Por Luiz Recena Grassi*
As propostas de paz não avançaram e o conflito entre Rússia e Ucrânia termina o ano como começou. Quase. Os otimistas apostaram em sinais mais claros, que não vieram. Os pessimistas diziam que nada iria acontecer, mas não foi assim. Muita coisa aconteceu, a começar pelo quadro das operações, em que a defesa ucraniana perdeu espaço nas três frentes em luta e enfrenta dificuldades operacionais, somente resolvidas com recuos e entrega de posições. O exército de Kiev ainda sobrevive em Kursk, a última grande carta na manga de Volodymyr Zelensky até as prováveis negociações no começo do novo ano, com a chegada de Donald Trump ao poder nos Estados Unidos. Sem garantias, pois a Rússia, no seu sistema devagar e sempre, já teria recuperado mais de 60% do território perdido há três meses.

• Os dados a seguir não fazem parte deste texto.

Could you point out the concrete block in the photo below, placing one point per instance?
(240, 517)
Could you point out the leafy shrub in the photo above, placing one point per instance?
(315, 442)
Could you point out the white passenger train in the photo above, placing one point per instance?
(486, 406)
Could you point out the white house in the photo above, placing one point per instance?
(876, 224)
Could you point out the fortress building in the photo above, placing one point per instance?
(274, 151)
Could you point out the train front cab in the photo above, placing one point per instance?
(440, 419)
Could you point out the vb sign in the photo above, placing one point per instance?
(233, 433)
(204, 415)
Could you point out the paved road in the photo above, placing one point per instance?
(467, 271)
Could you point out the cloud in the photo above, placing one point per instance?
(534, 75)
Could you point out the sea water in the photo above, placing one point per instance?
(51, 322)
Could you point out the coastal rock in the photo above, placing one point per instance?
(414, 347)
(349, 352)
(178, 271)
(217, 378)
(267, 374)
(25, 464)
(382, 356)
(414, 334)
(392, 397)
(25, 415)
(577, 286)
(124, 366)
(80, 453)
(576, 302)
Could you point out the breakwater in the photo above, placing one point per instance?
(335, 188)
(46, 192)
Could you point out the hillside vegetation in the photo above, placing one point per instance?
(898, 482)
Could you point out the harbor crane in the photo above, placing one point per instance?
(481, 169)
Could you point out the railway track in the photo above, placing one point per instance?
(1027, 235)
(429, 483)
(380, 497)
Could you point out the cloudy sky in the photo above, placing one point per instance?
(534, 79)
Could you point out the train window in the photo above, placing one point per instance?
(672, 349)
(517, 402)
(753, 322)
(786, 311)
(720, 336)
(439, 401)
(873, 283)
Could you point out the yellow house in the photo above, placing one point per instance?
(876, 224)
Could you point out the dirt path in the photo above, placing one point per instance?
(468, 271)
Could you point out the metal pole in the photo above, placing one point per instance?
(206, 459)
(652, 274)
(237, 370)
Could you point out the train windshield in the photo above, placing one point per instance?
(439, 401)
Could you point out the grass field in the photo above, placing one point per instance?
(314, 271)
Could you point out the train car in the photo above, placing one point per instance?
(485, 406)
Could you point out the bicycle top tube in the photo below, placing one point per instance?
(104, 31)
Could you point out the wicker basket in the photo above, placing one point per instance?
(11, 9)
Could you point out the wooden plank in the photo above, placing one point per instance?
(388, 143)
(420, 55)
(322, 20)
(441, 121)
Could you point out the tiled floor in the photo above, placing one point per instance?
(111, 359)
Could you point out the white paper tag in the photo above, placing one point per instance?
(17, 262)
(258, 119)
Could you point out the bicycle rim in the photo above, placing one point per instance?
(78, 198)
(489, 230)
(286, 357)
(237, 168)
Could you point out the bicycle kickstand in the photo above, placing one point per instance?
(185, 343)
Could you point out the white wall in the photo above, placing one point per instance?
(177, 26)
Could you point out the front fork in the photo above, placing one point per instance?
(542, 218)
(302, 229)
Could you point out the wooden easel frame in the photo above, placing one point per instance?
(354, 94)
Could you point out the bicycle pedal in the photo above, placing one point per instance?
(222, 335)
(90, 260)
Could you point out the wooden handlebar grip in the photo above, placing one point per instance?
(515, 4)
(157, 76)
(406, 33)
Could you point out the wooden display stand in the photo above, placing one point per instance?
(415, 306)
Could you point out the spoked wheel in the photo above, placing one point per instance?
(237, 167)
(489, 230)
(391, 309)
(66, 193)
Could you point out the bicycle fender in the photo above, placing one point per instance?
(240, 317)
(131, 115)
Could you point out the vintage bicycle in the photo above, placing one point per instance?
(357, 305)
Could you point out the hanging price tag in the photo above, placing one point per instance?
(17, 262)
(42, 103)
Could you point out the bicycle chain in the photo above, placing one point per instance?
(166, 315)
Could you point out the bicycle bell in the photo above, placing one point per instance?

Analistas internacionais, agora multiplicados nos EUA, na Inglaterra e nos países europeus que decidem, dizem que a situação não é boa: faltam armas, munições, roupas, comida e dinheiro. As verbas, quando chegam, são curtas e boa parte já vem carimbada, isto é, para ser gasta em itens recomendados pelos credores. A União Europeia (UE) se repete: está e estará sempre ao lado da Ucrânia, falácia que pouco aporta em coisas práticas como armas e verbas. A última promessa, de US$ 1 bilhão, não declarou origem nem apresentou planilha de gastos e despesas.
Outro bilhão de dólares está mais visível, mas não tranquilo; é o que estaria a ser liberado via Banco Mundial, com apoio de Biden, diretamente da conta congelada da Rússia no sistema financeiro internacional. É uma situação delicada, vizinha do roubo, da estafa, da tunga do dinheiro russo gerado nos tempos em que todos se amavam e os depósitos eram feitos em bancos suíços, a maior garantia desse mercado. Quem guarda esse dinheiro não quer entregá-lo. Sabem que se isso ocorrer um dia a conta chegará. Só Joe Biden insiste em usar a mão do alheio, para deixar mau presente de despedida para Trump. Assim foi a permissão de usar mísseis para atacar a Rússia. Pura provocação para Trump e Vladimir Putin. Este prometeu retaliações e fez algumas. Boa parte da Ucrânia está sem energia. O acordo de levar gás russo através da Ucrânia para Eslováquia e outros países não foi renovado e expira no fim do ano. Nova crise aberta pela Ucrânia. Contra a Ucrânia.
Enquanto decisões maiores não são anunciadas, sobra espaço para a guerra da mídia de manipulação. O ruim é russo; o correto, ucraniano. Meios europeus e latinos, domesticados há tempos, fazem coro e multiplicam o que recebem de graça dos ingleses e norte-americanos. A guerra fria não voltou, mas o inverno está a chegar.
O CORREIO SABE PORQUE VIU.
Estava lá. Triiimm! Trom, trom! Triiimm! Troom! O som rouco da campainha do apartamento denunciava a falta de manutenção. Cerca de 90% das habitações moscovitas tinham esse barulho. Difícil relação entre Estado dono e povo inquilino. Taxa de ocupação, até cinco por cento do salário, era irrisória no final do século 20. Os mais cuidadosos e jovens buscavam soluções informais. Recalcitrantes esperavam o paternalismo. Esperavam e esperavam, nunca se cansavam. De todo modo, às nove da madrugada não dava para atender. O fuso horário de seis horas jogava a favor do correspondente e contra a civilização matutina, igual de chata em qualquer regime ou latitude.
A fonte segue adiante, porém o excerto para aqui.